13

I'm looking for ways to prevent indexing of parts of a page. Specifically, comments on a page, since they weigh up entries a lot based on what users have written. This makes a Google search on the page return lots of irrelevant pages.

Here are the options I'm considering so far:

1) Load comments using JavaScript to prevent search engines from seeing them.

2) Use user agent sniffing to simply not output comments for crawlers.

3) Use search engine-specific markup to hide parts of the page. This solution seems quirky at best, though. Allegedly, this can be done to prevent Yahoo! indexing specific content:

<div class="robots-nocontent">
This content will not be indexed!
</div>

Which is a very ugly way to do it. I read about a Google solution that looks better, but I believe it only works with Google Search Appliance (can someone confirm this?):

<!--googleoff: all-->
This content will not be indexed!
<!--googleon: all-->

Does anyone have other methods to recommend? Which of the three above would be the best way to go? Personally, I'm leaning towards #2 since while it might not work for all search engines, it's easy to target the biggest ones. And it has no side-effect on users, unless they're deliberately trying to impersonate a web crawler.

Blixt
  • 49,547
  • 13
  • 120
  • 153
  • What about displaying your comments in an iframe (essentially another page altogether)? – Klaus Byskov Pedersen Dec 29 '09 at 09:40
  • It might work, if that page is specified as not to be indexed by search engines... But it feels like a very round-about way of doing it... I was never a fan of iframes. – Blixt Dec 29 '09 at 09:42
  • "This makes a Google search on the page return lots of irrelevant pages." What do you mean by "Google search on the page"? The page should show up in Google results when it matches the search query - are you worried that your page will show up too often? – Jørn Schou-Rode Dec 29 '09 at 09:45
  • 1
    Ah, maybe I should have clarified.
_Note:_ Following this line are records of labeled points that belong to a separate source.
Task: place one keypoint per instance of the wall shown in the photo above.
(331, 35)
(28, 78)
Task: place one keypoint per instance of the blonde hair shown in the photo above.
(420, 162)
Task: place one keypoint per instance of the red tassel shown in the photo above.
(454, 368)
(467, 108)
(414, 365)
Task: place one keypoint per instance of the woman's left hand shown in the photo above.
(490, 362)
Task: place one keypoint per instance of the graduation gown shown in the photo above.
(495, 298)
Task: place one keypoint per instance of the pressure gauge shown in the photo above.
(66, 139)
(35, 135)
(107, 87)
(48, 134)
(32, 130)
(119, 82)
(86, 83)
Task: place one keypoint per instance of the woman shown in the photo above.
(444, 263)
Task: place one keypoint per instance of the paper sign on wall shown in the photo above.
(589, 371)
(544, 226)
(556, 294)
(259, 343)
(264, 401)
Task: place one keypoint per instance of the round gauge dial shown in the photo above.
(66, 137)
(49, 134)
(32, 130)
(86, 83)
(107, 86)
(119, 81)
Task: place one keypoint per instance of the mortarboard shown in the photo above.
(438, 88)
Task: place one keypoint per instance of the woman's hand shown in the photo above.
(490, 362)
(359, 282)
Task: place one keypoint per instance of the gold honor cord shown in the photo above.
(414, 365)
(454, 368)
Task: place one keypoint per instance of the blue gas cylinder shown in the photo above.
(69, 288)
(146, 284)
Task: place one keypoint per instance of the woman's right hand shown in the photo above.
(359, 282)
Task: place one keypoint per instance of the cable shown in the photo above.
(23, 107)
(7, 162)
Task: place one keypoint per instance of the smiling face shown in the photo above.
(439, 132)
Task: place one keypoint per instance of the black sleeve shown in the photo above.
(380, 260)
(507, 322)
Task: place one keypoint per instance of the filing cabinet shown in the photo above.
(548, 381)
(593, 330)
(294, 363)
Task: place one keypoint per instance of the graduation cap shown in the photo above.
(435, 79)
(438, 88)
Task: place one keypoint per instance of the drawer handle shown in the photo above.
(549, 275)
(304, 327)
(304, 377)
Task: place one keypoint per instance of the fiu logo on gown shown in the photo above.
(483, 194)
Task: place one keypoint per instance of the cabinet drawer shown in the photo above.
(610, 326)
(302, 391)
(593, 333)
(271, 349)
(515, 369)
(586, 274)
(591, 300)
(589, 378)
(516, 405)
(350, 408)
I'm doing a domain-limited search on the page. It's for use with Google's Search API. The problem is that since comments constitute 95% of the content on the site (there are several hundred comments on every blog post), they mess up the search results. Even if I make separate searches for blog posts and the rest of the site, the blog search will still be pretty bad. – Blixt Dec 29 '09 at 09:55

4 Answers4

7

I would go with your JavaScript option. It has two advantages:

1) bots don't see it 2) it would speed up your page load time (load the comments asynchronously and unobtrusively, e.g. via jQuery) ... page load times have a much underrated positive effect on your search rankings

autonomatt
  • 4,393
  • 4
  • 27
  • 36
  • 2
    Not strictly true any more - the major search engines now can and do crawl javascript. – Bob C Jul 04 '13 at 14:21
  • 1
    Provided you load the comments async, this has to be the way to go. As Bob said, a lot of bots (including Google's) do run some limited JavaScript. But I bet they won't do the ajax and index the result as part of the page. – T.J. Crowder Jul 13 '13 at 13:12
4

Javascript is an option but engines are getting better at reading javascript, to be honest I think your thinking too much into it, Engines love unique content, the more content you have on each page the better and if the users are providing it... its the holy grail.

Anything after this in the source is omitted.